I might as well ditch this blog. I have no idea where to start another post. Is this a technology blog? Is this a blog about life as a musician? Is this still my rallying cry against the music industry? So much has gone on the last month/year/decade I don’t even know where to begin.

I’ve joined a band. I didn’t think I’d be doing that ever again. I actually thought my career as a professional player was over. I thought I’d seen the top of the mountain and that was that and it was time to move on into the next phase of my life, whatever that would be. I sort of had to jump out of the last phase of my life so quickly and so definitely that I didn’t have nearly the prep time I’d have liked to have had for that kind of thing. The result? Last year was one of the roughest of my entire life. The roughest.

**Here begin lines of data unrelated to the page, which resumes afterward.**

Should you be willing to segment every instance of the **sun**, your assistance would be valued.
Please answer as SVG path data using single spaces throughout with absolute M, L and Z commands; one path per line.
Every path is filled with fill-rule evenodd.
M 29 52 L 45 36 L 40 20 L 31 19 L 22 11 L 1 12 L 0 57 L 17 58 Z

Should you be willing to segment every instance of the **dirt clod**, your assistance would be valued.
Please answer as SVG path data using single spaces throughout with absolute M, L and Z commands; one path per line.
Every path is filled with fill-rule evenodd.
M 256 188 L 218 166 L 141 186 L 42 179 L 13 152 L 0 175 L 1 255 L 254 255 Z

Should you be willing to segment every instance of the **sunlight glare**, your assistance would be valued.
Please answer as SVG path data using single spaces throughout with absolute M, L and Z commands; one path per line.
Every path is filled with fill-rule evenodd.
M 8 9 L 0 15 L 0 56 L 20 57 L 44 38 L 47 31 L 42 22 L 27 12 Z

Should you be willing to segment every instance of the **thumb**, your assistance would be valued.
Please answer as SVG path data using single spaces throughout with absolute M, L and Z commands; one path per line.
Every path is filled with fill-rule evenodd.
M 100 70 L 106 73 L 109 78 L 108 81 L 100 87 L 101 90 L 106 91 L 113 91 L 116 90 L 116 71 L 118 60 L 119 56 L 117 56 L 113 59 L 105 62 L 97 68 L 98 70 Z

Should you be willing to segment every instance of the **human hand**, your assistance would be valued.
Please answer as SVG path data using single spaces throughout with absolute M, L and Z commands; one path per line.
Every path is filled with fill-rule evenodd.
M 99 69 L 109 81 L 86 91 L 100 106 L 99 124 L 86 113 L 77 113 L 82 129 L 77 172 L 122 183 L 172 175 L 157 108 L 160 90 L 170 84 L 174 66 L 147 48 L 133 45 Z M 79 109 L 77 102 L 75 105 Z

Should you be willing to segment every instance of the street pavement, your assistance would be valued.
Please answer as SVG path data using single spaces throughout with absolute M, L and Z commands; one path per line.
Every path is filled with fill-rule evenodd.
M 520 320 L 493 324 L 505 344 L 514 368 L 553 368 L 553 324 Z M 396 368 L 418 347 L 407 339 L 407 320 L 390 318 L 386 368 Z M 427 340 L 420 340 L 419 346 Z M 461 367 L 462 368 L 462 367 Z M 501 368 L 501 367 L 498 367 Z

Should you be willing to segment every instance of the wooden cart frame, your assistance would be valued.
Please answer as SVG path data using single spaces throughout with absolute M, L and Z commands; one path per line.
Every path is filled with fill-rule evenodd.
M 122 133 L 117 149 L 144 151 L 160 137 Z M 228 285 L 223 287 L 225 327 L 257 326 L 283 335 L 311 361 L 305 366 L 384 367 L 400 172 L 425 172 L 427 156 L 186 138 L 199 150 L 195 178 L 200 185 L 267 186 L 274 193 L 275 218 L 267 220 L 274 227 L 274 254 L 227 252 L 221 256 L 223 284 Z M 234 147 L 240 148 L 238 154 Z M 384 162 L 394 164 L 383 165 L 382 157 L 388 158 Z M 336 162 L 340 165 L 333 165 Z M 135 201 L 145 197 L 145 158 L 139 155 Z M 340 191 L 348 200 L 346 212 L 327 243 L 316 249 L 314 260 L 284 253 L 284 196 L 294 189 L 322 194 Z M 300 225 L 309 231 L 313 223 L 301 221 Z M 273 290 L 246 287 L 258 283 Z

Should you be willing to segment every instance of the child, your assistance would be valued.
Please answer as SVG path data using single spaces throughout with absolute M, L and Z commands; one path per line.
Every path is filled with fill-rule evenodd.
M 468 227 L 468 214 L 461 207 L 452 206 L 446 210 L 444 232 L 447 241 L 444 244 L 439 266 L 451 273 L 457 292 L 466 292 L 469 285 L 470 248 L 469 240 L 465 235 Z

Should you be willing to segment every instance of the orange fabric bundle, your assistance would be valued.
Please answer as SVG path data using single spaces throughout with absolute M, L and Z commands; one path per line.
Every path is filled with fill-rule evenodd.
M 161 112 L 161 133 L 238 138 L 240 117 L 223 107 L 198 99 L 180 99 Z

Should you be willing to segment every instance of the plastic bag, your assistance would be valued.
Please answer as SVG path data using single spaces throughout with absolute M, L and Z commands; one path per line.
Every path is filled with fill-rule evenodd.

Then last year’s November surprise ended up being another bass player in a band that I fit into pretty neatly.

So here I am, back from the musical dead. I just had the most righteously good time in Big Sky MT at a bluegrass festival called Big Grass, and I’ll tell you what feels the best of all - feeling like part of a musical community. It’s no secret that I’m a born-again Stringdusters fan, so I was actually nervous when half of them were standing stageside while we were getting out set going last night. It was more an acute awareness that people were there and were listening, which is how nervousness tastes to me. But then we got some of them up, and a few more of them up, and a KILLER time was had by all.

Afterward we went back to the main lodge where everyone was staying and there was a giant picking session going on in front of the giant fireplace until about 4:15 or so when it broke up to take care of other duties. Right about then Vince and Chad and the rest of Great American Taxi showed up. It was just so cool to me, because the last time I saw those dudes was my last gig in CO with RRE. It’s cool to be in a band where I already know everybody, so I can relax about all that. It’s cool to be in a band where we take days off to go skiing with the lift passes that are thrown in with the gig. It’s cool to be in a band where load-in and setup takes all of 15 minutes and there are only a dozen inputs to check. It’s cool to already be up toward the top of the bill at a bunch of the festivals for which we’re booked this summer. It’s cool to play bluegrass.